Another method is liquid biopsy, a less invasive blood test. This test detects circulating tumor DNA (ctDNA), fragments of DNA released by tumor cells into the bloodstream. Detecting the KRAS G12D mutation in ctDNA provides valuable information for diagnosis, monitoring, and guiding treatment without a tissue biopsy.
Therapeutic Strategies for KRAS G12D
Historically, KRAS mutations were challenging targets for drug development, often labeled “undruggable” due to the protein’s smooth surface. Breakthroughs have occurred, particularly with inhibitors for the KRAS G12C mutation. G12D is a different mutation from G12C, presenting unique challenges and requiring distinct therapeutic approaches.
Direct KRAS G12D inhibitors are being developed to specifically bind to and inhibit the mutated protein, preventing its continuous activation. Several compounds are currently under investigation:
MRTX1133: A non-covalent inhibitor binding to the switch II pocket of KRAS G12D. It shows promising preclinical activity in models of pancreatic, lung, and colorectal cancers and is in Phase 1 clinical trials.
Zoldonrasib: A selective inhibitor targeting RAS G12D. It has shown tumor regressions in preclinical models and is being evaluated in Phase 1 studies for advanced solid tumors.
VS-7375: An investigational oral KRAS G12D inhibitor.

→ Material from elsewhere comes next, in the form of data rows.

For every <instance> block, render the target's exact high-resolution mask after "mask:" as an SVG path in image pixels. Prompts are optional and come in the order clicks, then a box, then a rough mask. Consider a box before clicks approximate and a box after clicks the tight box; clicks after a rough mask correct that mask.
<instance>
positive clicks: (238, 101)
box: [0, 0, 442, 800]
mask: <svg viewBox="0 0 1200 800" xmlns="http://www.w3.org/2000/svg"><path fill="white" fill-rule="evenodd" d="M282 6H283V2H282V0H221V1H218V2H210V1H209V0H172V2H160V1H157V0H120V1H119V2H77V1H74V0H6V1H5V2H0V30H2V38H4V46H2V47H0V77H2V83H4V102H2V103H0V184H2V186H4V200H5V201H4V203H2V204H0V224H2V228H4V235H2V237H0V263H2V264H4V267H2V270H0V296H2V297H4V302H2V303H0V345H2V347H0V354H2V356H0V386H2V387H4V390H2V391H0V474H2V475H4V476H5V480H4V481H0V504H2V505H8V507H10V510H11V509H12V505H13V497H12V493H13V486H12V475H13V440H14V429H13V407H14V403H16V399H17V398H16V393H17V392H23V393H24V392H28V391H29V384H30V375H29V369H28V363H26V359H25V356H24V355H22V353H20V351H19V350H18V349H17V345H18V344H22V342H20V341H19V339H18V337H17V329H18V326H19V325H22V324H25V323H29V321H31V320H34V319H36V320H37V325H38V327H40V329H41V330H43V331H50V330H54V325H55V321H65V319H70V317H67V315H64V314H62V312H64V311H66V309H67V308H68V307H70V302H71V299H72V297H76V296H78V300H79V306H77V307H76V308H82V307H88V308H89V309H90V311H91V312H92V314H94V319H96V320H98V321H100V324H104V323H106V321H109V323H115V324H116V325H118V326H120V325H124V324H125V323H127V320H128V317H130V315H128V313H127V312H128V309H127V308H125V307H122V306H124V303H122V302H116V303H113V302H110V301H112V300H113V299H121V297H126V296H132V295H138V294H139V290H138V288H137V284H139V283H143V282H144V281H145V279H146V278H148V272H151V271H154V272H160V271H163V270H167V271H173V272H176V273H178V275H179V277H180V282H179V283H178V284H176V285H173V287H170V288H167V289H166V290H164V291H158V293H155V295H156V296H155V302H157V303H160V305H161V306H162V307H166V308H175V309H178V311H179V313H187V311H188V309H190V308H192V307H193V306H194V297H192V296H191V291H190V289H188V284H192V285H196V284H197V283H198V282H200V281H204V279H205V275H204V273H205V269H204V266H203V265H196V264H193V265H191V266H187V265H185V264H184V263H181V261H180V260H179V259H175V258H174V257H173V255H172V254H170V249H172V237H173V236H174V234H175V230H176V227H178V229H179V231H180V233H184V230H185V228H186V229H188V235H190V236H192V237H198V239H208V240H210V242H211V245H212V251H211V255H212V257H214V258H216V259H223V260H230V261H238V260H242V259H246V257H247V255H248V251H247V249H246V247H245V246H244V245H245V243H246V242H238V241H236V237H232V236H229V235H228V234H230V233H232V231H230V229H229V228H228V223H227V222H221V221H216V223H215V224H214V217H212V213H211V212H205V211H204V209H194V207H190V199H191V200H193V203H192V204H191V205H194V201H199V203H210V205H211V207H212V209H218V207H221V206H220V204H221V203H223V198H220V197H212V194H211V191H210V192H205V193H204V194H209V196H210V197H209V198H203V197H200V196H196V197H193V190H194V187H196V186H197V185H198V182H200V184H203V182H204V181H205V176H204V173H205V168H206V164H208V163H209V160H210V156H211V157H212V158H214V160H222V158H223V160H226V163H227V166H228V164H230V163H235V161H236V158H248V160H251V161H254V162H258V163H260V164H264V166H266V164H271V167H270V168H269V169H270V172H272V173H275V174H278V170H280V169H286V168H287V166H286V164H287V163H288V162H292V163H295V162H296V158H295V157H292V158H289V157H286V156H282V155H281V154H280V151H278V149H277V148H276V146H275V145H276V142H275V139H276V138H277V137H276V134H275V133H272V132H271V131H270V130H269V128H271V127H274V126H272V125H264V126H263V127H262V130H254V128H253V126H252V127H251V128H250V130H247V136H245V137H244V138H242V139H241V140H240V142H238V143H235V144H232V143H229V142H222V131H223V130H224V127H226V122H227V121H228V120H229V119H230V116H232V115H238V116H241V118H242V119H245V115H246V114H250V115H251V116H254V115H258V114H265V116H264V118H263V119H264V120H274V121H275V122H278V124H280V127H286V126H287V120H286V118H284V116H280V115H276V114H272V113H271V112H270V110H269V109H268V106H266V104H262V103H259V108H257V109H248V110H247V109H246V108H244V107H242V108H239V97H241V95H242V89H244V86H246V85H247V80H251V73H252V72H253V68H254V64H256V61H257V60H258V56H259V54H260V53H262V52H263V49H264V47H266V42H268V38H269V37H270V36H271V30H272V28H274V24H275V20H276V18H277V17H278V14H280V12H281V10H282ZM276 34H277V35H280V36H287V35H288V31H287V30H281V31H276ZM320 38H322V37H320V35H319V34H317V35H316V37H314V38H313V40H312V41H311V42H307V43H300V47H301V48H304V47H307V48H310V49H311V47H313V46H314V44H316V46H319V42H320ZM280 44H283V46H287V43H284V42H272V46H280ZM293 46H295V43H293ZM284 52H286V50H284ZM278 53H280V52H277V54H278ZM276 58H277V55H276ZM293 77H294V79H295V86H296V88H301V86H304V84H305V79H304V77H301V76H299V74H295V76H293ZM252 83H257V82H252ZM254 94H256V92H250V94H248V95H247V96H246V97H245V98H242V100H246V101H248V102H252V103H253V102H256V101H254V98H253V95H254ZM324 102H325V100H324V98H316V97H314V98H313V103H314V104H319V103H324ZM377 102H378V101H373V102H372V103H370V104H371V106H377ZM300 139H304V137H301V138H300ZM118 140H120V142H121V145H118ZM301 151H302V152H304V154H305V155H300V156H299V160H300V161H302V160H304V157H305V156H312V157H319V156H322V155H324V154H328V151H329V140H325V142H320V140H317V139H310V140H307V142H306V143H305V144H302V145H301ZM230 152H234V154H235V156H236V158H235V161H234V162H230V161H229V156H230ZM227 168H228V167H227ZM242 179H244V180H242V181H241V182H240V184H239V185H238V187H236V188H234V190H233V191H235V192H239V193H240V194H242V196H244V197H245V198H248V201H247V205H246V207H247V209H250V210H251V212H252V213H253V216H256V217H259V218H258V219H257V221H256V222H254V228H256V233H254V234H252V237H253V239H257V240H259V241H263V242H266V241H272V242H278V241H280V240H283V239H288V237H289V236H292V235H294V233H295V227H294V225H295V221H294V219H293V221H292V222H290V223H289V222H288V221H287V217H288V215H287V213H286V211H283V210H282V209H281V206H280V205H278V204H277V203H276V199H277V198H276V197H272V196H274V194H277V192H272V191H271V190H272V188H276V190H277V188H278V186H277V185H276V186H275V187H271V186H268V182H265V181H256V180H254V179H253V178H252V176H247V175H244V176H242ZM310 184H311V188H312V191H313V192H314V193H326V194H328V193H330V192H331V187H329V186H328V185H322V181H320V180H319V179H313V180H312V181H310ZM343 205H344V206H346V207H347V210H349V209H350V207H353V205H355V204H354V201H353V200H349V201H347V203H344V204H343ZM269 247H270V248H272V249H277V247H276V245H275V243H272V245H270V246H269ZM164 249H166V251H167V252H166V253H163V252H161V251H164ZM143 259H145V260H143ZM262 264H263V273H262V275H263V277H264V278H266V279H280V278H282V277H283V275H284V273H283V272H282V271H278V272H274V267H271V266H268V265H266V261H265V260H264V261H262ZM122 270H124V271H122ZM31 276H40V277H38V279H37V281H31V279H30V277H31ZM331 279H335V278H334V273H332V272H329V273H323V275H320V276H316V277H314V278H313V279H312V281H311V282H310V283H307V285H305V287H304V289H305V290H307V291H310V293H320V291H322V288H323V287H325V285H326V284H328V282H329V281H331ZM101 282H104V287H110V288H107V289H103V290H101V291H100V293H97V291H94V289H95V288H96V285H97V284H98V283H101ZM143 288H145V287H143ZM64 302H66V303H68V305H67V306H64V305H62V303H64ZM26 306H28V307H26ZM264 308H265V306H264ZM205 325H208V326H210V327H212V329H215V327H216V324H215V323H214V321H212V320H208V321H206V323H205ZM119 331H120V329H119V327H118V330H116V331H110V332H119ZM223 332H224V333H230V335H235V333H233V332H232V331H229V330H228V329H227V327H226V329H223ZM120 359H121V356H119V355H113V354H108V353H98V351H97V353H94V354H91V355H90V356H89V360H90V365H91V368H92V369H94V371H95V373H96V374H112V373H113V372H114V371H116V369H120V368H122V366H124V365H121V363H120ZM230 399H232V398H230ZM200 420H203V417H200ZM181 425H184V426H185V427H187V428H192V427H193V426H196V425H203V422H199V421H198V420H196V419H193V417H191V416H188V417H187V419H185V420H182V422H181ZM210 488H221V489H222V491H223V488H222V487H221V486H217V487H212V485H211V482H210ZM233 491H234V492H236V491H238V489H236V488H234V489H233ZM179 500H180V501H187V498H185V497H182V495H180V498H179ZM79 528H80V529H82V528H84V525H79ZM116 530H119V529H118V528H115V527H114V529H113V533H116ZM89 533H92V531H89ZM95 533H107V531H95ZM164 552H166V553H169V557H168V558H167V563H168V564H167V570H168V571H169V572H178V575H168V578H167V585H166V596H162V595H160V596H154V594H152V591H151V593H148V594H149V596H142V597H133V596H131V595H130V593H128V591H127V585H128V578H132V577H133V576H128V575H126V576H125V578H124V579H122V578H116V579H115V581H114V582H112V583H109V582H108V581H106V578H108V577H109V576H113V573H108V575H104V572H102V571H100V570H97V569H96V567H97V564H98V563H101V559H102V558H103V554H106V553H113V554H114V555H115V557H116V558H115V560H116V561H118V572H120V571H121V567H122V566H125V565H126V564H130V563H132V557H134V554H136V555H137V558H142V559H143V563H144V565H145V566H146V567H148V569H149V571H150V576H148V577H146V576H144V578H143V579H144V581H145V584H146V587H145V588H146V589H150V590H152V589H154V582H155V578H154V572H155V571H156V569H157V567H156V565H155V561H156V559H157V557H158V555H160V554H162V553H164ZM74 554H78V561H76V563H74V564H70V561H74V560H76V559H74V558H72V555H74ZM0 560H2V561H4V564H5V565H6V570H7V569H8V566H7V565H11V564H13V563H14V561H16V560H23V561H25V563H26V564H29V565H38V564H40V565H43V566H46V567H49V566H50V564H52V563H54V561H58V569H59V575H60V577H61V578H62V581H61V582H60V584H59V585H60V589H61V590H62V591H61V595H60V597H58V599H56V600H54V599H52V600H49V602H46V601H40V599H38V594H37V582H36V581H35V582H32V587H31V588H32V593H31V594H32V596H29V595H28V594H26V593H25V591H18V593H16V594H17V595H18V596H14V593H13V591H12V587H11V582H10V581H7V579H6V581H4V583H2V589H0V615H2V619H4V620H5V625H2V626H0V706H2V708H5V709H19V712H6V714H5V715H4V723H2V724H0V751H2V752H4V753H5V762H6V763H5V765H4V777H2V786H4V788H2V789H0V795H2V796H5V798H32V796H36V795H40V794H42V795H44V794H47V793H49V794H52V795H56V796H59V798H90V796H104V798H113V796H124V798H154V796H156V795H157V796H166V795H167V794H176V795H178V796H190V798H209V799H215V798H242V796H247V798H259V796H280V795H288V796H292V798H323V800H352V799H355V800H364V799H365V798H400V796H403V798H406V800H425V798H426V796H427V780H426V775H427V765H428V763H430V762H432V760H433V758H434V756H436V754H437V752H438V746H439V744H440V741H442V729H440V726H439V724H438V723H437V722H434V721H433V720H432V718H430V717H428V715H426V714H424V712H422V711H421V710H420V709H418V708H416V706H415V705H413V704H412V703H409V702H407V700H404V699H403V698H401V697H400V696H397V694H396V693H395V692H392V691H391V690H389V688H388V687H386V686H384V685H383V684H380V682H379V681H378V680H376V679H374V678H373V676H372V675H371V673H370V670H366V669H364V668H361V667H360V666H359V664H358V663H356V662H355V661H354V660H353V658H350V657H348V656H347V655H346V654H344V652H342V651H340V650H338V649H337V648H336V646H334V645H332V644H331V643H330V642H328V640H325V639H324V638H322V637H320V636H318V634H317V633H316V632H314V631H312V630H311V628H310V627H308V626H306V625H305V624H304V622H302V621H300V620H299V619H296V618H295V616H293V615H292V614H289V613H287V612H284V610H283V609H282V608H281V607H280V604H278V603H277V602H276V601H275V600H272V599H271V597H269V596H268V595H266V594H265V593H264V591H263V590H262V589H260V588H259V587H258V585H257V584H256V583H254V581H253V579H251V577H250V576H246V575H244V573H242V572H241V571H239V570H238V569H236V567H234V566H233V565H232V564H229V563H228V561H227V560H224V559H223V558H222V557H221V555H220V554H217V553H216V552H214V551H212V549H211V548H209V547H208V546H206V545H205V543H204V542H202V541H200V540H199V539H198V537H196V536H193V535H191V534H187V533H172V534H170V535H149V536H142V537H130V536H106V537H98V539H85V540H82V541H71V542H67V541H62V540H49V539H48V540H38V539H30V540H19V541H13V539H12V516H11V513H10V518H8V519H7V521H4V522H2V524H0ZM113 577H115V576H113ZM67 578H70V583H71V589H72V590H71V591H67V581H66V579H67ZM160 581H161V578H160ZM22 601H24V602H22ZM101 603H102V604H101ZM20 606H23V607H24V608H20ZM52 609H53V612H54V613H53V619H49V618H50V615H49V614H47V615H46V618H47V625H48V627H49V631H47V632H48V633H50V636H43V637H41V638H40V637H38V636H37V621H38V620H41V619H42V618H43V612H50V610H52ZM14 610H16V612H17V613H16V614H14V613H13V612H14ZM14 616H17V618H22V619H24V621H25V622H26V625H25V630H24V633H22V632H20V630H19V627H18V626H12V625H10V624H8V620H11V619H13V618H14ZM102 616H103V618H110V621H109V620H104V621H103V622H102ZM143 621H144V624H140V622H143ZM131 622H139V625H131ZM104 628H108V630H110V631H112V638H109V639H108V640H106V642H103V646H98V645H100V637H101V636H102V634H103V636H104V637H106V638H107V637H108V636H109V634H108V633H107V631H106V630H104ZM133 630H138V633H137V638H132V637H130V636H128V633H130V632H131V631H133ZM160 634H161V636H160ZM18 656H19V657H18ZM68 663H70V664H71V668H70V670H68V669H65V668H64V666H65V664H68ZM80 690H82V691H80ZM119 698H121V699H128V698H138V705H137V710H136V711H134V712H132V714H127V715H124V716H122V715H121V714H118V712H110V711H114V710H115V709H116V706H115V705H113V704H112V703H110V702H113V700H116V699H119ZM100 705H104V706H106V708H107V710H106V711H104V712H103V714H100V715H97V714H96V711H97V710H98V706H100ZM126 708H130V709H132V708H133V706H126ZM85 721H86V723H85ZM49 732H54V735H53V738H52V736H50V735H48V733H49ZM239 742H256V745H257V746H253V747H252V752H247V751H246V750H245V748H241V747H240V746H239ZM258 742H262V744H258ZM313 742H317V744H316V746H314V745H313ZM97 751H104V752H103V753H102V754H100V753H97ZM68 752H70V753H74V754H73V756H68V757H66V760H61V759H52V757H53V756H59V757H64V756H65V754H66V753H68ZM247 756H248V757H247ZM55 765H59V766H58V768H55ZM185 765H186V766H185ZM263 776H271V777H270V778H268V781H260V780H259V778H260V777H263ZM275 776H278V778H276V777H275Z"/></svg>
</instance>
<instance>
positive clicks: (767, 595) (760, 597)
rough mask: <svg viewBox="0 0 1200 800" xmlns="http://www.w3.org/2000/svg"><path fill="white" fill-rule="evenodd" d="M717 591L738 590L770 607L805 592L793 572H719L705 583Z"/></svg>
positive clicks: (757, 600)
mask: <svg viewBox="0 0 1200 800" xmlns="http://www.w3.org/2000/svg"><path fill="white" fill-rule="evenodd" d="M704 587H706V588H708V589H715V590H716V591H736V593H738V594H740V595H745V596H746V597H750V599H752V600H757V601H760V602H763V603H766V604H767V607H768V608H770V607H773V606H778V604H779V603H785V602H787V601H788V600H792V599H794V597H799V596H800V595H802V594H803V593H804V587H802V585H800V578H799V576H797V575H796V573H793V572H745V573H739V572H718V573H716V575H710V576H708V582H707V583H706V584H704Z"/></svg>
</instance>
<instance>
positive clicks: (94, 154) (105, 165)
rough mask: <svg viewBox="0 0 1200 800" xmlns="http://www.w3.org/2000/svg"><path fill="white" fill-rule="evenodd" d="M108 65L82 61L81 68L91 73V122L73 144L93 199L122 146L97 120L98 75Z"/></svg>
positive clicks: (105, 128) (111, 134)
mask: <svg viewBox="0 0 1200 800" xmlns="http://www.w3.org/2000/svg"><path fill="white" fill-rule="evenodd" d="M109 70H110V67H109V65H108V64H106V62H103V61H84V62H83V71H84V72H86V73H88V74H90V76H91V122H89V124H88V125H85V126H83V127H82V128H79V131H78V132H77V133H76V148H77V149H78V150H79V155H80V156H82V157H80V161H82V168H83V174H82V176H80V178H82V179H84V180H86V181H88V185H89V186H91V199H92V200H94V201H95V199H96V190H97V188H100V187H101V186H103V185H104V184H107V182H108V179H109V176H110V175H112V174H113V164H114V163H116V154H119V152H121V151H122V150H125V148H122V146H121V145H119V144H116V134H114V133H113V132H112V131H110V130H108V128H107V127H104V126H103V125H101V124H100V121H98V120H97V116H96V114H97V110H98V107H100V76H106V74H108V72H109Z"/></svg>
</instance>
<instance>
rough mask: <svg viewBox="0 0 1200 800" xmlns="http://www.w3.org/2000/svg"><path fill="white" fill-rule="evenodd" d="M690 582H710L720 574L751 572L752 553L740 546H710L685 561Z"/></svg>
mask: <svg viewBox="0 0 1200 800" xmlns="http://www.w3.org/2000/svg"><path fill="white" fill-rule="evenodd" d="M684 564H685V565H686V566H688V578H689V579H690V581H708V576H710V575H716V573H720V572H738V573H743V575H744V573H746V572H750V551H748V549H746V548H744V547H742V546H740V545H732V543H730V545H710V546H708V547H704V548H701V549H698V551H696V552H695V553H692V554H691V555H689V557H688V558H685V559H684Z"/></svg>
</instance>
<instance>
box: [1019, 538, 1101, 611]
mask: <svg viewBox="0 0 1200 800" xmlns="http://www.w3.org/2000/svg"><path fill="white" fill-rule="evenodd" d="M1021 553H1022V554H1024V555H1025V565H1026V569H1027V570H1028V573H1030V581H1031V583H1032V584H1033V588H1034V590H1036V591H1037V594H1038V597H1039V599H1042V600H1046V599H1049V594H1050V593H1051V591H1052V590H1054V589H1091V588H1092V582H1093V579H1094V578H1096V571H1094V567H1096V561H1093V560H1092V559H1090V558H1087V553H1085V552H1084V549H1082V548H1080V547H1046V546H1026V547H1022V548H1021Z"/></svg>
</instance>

It received fast track designation for pancreatic ductal adenocarcinoma, targeting both the active and inactive states of the protein.
Beyond direct inhibitors, strategies that target other proteins in the signaling pathways activated by KRAS G12D are also being explored. These include upstream and downstream pathway inhibitors, such as MEK inhibitors and ERK inhibitors, which aim to block the signals that promote uncontrolled cell growth. Combination therapies, involving the use of multiple drugs, are also being investigated to achieve more comprehensive and durable responses. This approach can help overcome potential resistance mechanisms that might arise with single-agent treatments.
Immunotherapy, which harnesses the body’s immune system to fight cancer, is also being explored in KRAS G12D-driven cancers. Research is ongoing into synergistic approaches that combine targeted KRAS G12D inhibitors with immunotherapy agents. Preclinical studies have shown that combining a KRAS G12D inhibitor with immune checkpoint inhibitors can lead to improved tumor elimination and survival outcomes in models of pancreatic cancer. Ongoing clinical trials continue to advance effective treatments for KRAS G12D-mutated cancers.